* Euro rises to session high after German Ifo data
* German business morale rises sharply in Feb
* Euro stays vulnerable ahead of LTRO, Italian elections
* Yen likely to post 1st substantial weekly gain in 3 months
LONDON, Feb 22 (Reuters) - The euro rose to a session high versus the dollar on Friday after better-than-expected German sentiment data added to expectation that Europe’s largest economy was unlikely to tip into recession.
The influential German Ifo business sentiment index coupled with previously released German Purchasing Managers’ Index figures on Thursday stood in contrast to poor business activity indexes from other economies like France, which had earlier dealt a blow to hopes the euro zone was on a path of economic recovery.
Strategists, however, said this could only provide a marginal boost to the single currency as there were many underlying concerns about the bloc’s outlook, especially ahead of Italian elections this weekend.
“The German figures have given the euro a bit of a lift.
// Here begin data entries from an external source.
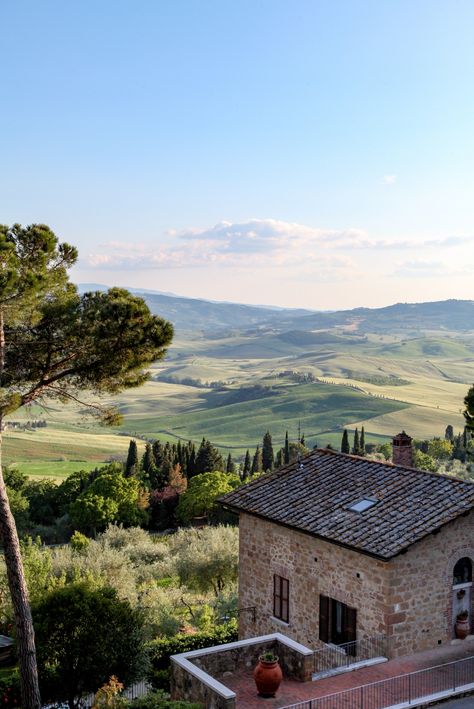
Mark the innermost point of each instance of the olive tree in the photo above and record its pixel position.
(56, 344)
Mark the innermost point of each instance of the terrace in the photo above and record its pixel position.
(221, 677)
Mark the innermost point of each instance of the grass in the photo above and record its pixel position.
(355, 387)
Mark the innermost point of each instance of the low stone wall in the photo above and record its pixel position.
(200, 675)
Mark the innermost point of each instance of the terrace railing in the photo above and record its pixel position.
(342, 656)
(403, 691)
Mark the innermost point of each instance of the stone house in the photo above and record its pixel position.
(337, 548)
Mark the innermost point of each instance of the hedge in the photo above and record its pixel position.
(161, 649)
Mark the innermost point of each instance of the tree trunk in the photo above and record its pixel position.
(25, 635)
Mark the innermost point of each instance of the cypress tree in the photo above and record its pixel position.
(257, 463)
(148, 461)
(158, 453)
(268, 459)
(449, 433)
(356, 446)
(247, 466)
(286, 456)
(208, 458)
(191, 470)
(345, 446)
(131, 465)
(230, 467)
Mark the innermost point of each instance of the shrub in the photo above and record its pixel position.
(161, 700)
(10, 695)
(160, 650)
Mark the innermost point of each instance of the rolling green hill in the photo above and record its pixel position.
(406, 366)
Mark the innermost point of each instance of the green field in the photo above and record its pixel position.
(233, 389)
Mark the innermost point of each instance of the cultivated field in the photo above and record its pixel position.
(232, 388)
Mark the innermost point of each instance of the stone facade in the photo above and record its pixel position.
(408, 598)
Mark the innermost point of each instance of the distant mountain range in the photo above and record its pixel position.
(194, 314)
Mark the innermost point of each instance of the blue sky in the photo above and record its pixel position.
(316, 154)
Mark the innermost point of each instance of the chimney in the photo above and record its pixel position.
(402, 452)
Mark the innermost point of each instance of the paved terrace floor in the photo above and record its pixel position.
(291, 692)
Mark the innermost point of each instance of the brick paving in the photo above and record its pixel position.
(291, 691)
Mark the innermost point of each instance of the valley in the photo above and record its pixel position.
(322, 372)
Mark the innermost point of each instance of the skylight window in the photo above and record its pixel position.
(362, 505)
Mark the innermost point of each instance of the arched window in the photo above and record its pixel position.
(462, 571)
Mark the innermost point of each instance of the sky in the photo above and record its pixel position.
(314, 153)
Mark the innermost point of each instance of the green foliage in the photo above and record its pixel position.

There are some bright spots and things seem to be improving so this provides some relief that Germany is not going into recession,” said Neil Mellor, currency strategist at Bank of New York Mellon.
“But it is not just about Germany as peripheral economies continue to struggle and data like this can provide the euro a modest lift but it can’t provide assurance that its rise is going to continue.”
The euro hit a session high of $1.3246 after the data and was up 0.3 percent on the day, recovering from a six-week low of $1.31615 on Thursday, which some speculators saw as an opportunity to buy the currency.
Support for the euro was at $1.3186, a 50 percent retracement of its 10.5-cent rally from November to February. Below that is another major support from its 90-day moving average, at $1.3135, though a break there will leave it open for a test of the Jan. 10 low of around $1.3040.
The single currency tumbled to a six-week low against the dollar and a three-week trough against the yen on Thursday after disappointing euro zone economic data and on concerns the U.S. Federal Reserve would slow down or stop its bond purchase programme.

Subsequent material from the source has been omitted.